I have two pandas data frames. One contains my usual measurements (time-indexed). A second frame from a different source contains system states. It is also time-indexed, but the times in the state data frame do not match the times of my data frame with the measurements. What I would like to achieve is that now each row in the measurements data frame also contains the last state that appeared in the state data frame before the time of the measurement.

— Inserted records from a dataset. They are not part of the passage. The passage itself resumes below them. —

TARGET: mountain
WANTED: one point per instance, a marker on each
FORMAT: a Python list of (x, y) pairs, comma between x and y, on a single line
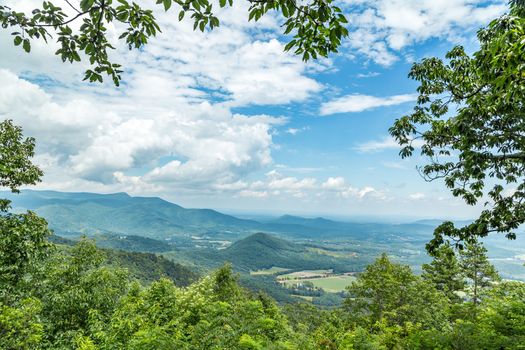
[(72, 214), (119, 213), (262, 250)]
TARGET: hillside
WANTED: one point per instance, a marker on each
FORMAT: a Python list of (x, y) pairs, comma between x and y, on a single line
[(261, 250), (119, 213)]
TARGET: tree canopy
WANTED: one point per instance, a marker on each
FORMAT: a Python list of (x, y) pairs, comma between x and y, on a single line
[(470, 117), (81, 29)]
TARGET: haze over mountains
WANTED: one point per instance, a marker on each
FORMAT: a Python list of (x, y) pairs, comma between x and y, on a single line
[(119, 213), (208, 237)]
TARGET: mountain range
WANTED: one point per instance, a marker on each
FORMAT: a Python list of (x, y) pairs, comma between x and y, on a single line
[(71, 213)]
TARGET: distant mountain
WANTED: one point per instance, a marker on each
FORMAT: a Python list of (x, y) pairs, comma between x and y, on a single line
[(119, 213), (262, 250)]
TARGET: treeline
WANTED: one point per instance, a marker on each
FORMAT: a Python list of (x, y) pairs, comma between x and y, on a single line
[(74, 298)]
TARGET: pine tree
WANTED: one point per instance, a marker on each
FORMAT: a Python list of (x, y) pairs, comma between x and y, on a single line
[(477, 269), (445, 272)]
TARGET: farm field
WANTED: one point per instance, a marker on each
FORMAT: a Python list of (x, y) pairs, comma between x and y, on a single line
[(271, 271), (319, 279), (333, 284), (305, 274)]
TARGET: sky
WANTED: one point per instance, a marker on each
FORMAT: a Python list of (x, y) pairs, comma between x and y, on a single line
[(227, 120)]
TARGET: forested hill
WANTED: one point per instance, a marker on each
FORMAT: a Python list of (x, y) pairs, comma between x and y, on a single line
[(261, 250), (121, 214)]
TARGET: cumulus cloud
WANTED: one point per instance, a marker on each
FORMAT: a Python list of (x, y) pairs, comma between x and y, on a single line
[(417, 196), (381, 29), (100, 144), (386, 143), (359, 103), (171, 124)]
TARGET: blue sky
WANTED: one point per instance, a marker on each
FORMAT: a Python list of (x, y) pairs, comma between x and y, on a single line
[(227, 120)]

As an example, I have a state frame like this:
state
time
2013-02-14 12:29:37.101000 SystemReset
2013-02-14 12:29:39.103000 WaitFace
2013-02-14 12:29:39.103000 NormalExecution
2013-02-14 12:29:39.166000 GreetVisitors
2013-02-14 12:29:46.879000 AskForParticipation
2013-02-14 12:29:56.807000 IntroduceVernissage
2013-02-14 12:30:07.275000 PictureQuestion
And my measurements are like this:
utime
time
2013-02-14 12:29:38.697038 0
2013-02-14 12:29:38.710432 1
2013-02-14 12:29:39.106475 2
2013-02-14 12:29:39.200701 3
2013-02-14 12:29:40.197014 0
2013-02-14 12:29:42.217976 5
2013-02-14 12:29:57.460601 7
I would like to end up with a data frame like this:
utime state
time
2013-02-14 12:29:38.697038 0 SystemReset
2013-02-14 12:29:38.710432 1 SystemReset
2013-02-14 12:29:39.106475 2 NormalExecution
2013-02-14 12:29:39.200701 3 GreetVisitors
2013-02-14 12:29:40.197014 0 GreetVisitors
2013-02-14 12:29:42.217976 5 GreetVisitors
2013-02-14 12:29:57.460601 7 Introducevernissage
I found a quite inefficient solution like this:
result = measurements.copy()
stateList = []
for timestamp, _ in measurements.iterrows():
candidateStates = states.truncate(after=timestamp).tail(1)
if len(candidateStates) > 0:
stateList.append(candidateStates['state'].values[0])
else:
stateList.append("unknown")
result['state'] = stateList
Do you see any way to optimize this?